東京藝術大学に在学していた頃から、私は一貫して「祈り」というテーマに向き合い、作曲を続けてきました。ここで言う「祈り」とは特定の宗教や教義に基づくものではなく、私たちが日常の中でふと立ち止まり、何かを願い、想いを馳せるという、人間の最も純粋な行為としての「祈り」のテーマです。
昨年、私は大病を患い、現在も治療を続けています。この経験は、私に「人生は決して無限ではなく、有限である」という事実を強く突きつけました。限られた時間の中で、自分は世界に何を残せるのか。そう自問自答した時、これまで書き溜めてきた自身の作品たちを、ひとつの形として皆様にお届けしたいという強い思いに駆られました。

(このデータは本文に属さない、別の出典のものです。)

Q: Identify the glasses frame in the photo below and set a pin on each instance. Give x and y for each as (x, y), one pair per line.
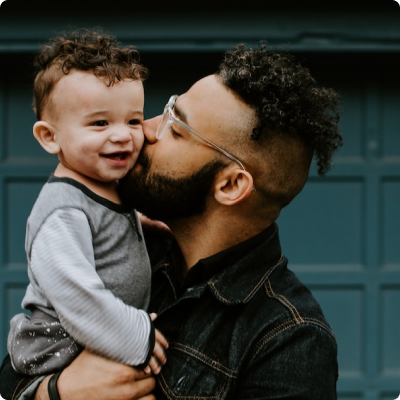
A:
(172, 118)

本公演では、東京フィルハーモニー交響楽団の名手たちに加え、長きにわたり私と音楽の苦楽を共にしてきた、心から尊敬する演奏家たちをお迎えし、私の作品の核心である室内楽の響きをお届けします。プログラムには、ピアノ三重奏やピアノ五重奏といった王道の編成にとどまらず、多彩な音色を散りばめました。無伴奏トランペット・ソロや、2本のトランペットとピアノによるアンサンブル。そしてバストロンボーンとピアノという、一般的には大変珍しい編成による祈りの響きです。
川口リリア音楽ホールという美しく豊かな残響空間で、皆様とこの特別な時間を共有できることを、心よりお待ち申し上げております。